By Miriam Cook, UK, Ireland & Channel Islands Country Manager, WhereScape
It's a notable characteristic of large-scale decision support systems — data warehouses, data marts, business intelligence applications — that after initial costs of extending and operating, these environments scale as fast, or faster, than the growth of their user communities. It's often referred to as “the success conundrum”.
The explanation is straightforward, intuitive and undoubtedly correct. The more you give people, in terms of data and analytical functionality, the more they want. Demand, where data-driven decision-making is concerned, is not only perennial, it’s insatiable.
This is compounded by the fact that no matter how sophisticated, comprehensive or useful the current data warehouse is, users perceive it as not meeting their newest requirements. Decision makers want what they don’t yet have and that becomes their focus. In other words, the decision support infrastructure is outdated as soon as its introduced.
But while the problem of rising user expectations has always been with us, the gap between what users expect and what IT organisations can provide has widened over time as they have become constrained by lower budgets for entitlement, new application spending controlled by the business and reduced IT headcount.
As IT organisations struggle to maintain hard-won gains in business intelligence with fewer people and smaller budgets, the emergence of the Big Data revolution threatens to create an entirely new class of demand for data and applications within business and functional groups.
What can be done?
Smart IT organisations are seeking to spend their scarce human talent — their collective ingenuity — building value that internal customers within the organisation perceive to be valuable: new, enabling, differentiating. Today, that ingenuity is trapped because IT teams are spending most or all of their time performing routine internally- focused tasks, many of them invisible to internal business constituents.
Most of those tasks are either susceptible to automation (so that no human labour is spent performing them) or acceleration (so that less human labour is spent performing them).
So what can be done? IT organisations need to move to a model that focuses on acceleration and automation, replacing human labour with software to reduce cycle time and cost.
IT departments can't keep saying “Give me more money, more people and more time, and I’ll do what I have done in the past”. Instead, they need to change how they produce decision support infrastructure to work effectively with fewer people, less money and less time and produce more than they were expected to deliver in the past. In this context, shifting to acceleration and automation is easy to understand and has obvious benefits for IT leadership.
Automation is the answer
According to IT leaders who have made the change, the secret is to place the emphasis for the transformation on ingenuity. Data warehouse automation (DWA) frees trapped ingenuity, liberating an IT organisation to pursue strategies for differentiating the company through data-driven decision-making. It’s a strategy for shifting human and capital resources away from repetitive tasks to value creation, and restoring data warehousing teams to relevance and leadership in their organisations.
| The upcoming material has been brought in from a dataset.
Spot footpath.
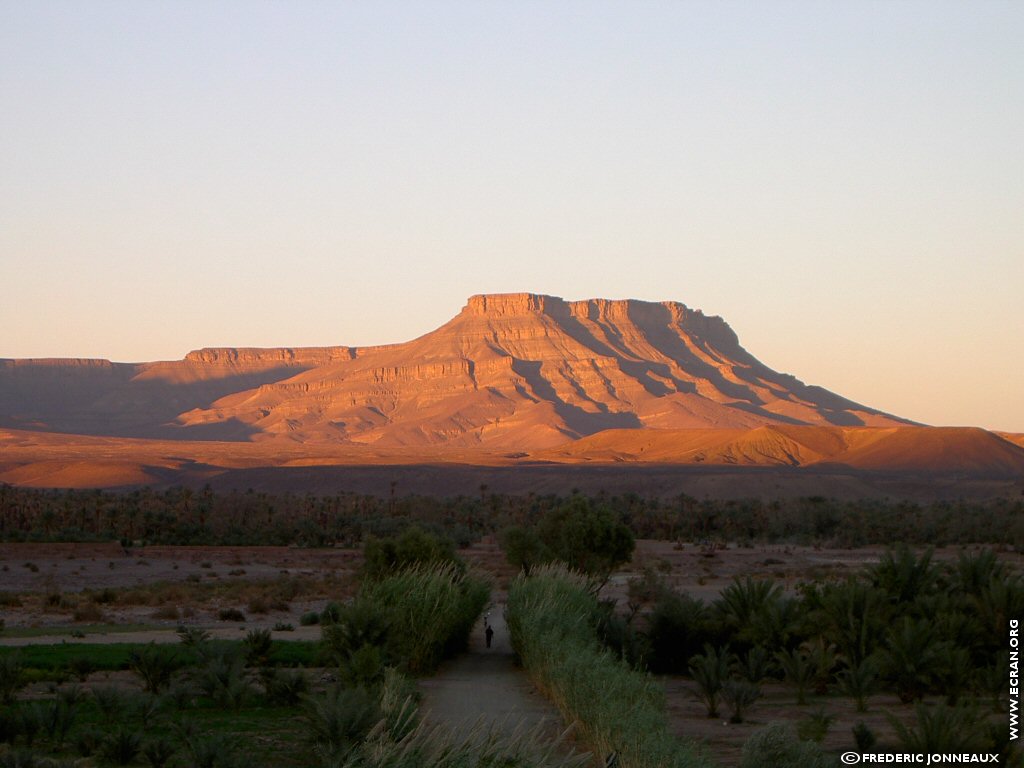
[419,604,567,751]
Data warehouse automation is an integrated platform of tools designed to automate routine IT tasks associated with designing, building, operating and modifying data warehouses and data marts, or accelerating tasks that cannot be completely automated.
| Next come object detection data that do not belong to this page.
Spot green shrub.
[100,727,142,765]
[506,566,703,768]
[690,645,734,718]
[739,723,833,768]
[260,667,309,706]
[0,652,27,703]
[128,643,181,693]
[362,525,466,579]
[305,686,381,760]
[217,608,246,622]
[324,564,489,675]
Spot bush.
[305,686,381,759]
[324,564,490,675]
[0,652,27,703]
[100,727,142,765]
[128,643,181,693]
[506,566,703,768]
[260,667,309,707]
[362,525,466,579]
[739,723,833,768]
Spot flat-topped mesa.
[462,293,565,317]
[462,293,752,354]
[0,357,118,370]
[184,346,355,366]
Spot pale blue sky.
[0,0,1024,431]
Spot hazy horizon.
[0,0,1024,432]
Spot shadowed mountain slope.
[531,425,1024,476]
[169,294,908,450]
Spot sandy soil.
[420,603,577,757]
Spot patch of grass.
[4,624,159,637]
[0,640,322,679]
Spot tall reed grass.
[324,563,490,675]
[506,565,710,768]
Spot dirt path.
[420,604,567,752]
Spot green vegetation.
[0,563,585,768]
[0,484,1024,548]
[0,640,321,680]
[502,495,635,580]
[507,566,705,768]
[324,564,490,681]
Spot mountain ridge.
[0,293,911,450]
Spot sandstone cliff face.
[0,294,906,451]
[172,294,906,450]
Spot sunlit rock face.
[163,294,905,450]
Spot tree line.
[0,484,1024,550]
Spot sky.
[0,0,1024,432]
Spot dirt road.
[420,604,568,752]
Implementing data warehouse automation methods and tools allows IT teams to:
• Respond to business requests in days with accurate time, cost and resource estimates
• Deliver completed data warehouses, data marts and BI environments in far less time
• Rework existing data warehouses, data marts and BI environments in response to business changes in hours or days.
Choosing Your First DWA project
The key to a successful transition to data warehouse automation is choosing an initial project carefully and increasing the usage consistently over time. First projects for data warehouse automation and acceleration should be ones that internal customers believe are critical to their success and where the ability to deliver value rapidly is particularly important.
Initial projects can be a ground-up build of a new data warehouse, a migration of an existing data warehouse to a new technology infrastructure, construction of a data mart, consolidation of multiple data marts, or data warehouse augmentation.
Automation has the potential to free scarce resources for high-value tasks in data warehousing, business intelligence and big data teams. It can also enable IT teams to rebuild cordial, collegial relationships with internal customers in business units and functional groups at a time when their attention and budgets are shifting toward other sources of ingenuity for business intelligence and advanced analytical needs.
Successful data warehouse automation initiatives will result in more customer-perceived value delivered faster, with fewer resources and less rework. Doing a better job in less time, for a lower cost and at reduced risk? Now that's the kind of success conundrum everyone likes!